Currently, a great number of various speech coding schemes are exist. All of codecs can be broadly divided into 3 groups: waveform codecs, source codecs and hybrid codecs. Typically waveform codecs are used at high bit rates, and give very good quality speech. Source codecs operate at very low bit rates, but tend to produce speech which sounds synthetic, such codecs use harmonic synthesis of signal based on information about it’s vocal components – phoneme. Hybrid codecs use techniques from both source and waveform coding, and give good quality speech at intermediate bit rates. And the trade-off between bandwidth and quality in hybrid codecs is much better. That’s why this group of codes is of interest.
The hybrid codecs have different coding algorithms, so they have different complexity of algorithm, packet lengths, the delay introduced, speech quality measure. Also they differently respond to channel errors or packets loss.
Another classification of hybrid speech codecs accomplishes in operating bit rate. Some codecs have a fixed bit rates but another ones can dynamically respond to varying channel conditions. For example in present research will be consider such codecs as G.729, GSM FR, iLBC with fixed bit rate and EVRC, GSM AMR, Speex with dynamically changed bit rate.
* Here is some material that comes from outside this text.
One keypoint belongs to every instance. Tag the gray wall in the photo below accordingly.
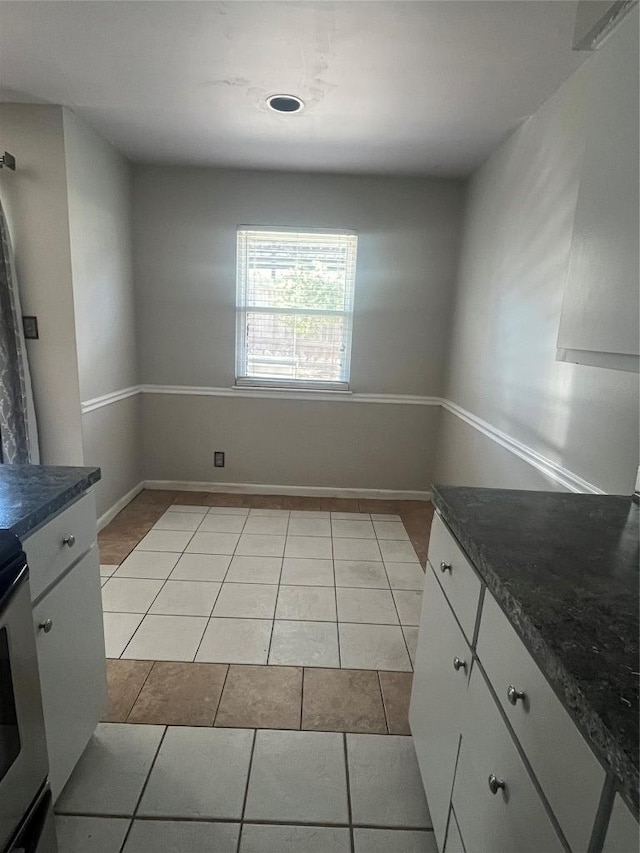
(98, 188)
(515, 256)
(185, 224)
(35, 201)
The project concentrated on narrowband speech codecs, designed to provide an efficient digital representation of telephone-like signals, bandlimited to between 200 and 3400 Hz and sampled at 8 kHz, for short range (100…1000 meters) wireless ad-hoc packet switching network based on chirp spread spectrum signals in 2.4 GHz ISM band and 60…80 MHz bandwidth. The throughput of a data link is about 500 kbit per second; packet length varies from 64 to 256 byte. Computational power “on board” is strictly limited.
So this project is aimed to carry out the choice of most suitable speech codec and to fulfill practical implementation of algorithm chosen or may be some modification of selected codec for the wireless network which has specific characteristics such as bit error, random delays and short-term link losses.
Project stages
First of all it’s need to gather all necessary information about speech codecs and to range it. The complexity of algorithm which influences in MIPS of DSP, delay introduced, MOS and other parameters of codecs are of interest. Such theoretical research is considered as initial stage.
Mainly the choice of coding scheme is inseparably connected with channel conditions and parameters of DSP used. So alteration one of this conditions can (but it’s not necessarily) lead to codec change.
Next part of present research deals with practical application of codecs and codec selection. The main interest is to study how different codecs respond to channel error, packet delay and packet loss and here what bandwidth is needed.
To make this study complete it is intended to test the system in real working conditions.
Targets
The main purpose of this project is to determine the most acceptable algorithm of speech coding and to apply them in real network. Such algorithm should be robust with packet loss and channel errors, and should provide the optimum trade-off between bit rate, the quality of reconstructed speech, the complexity of the algorithm and the delay introduced.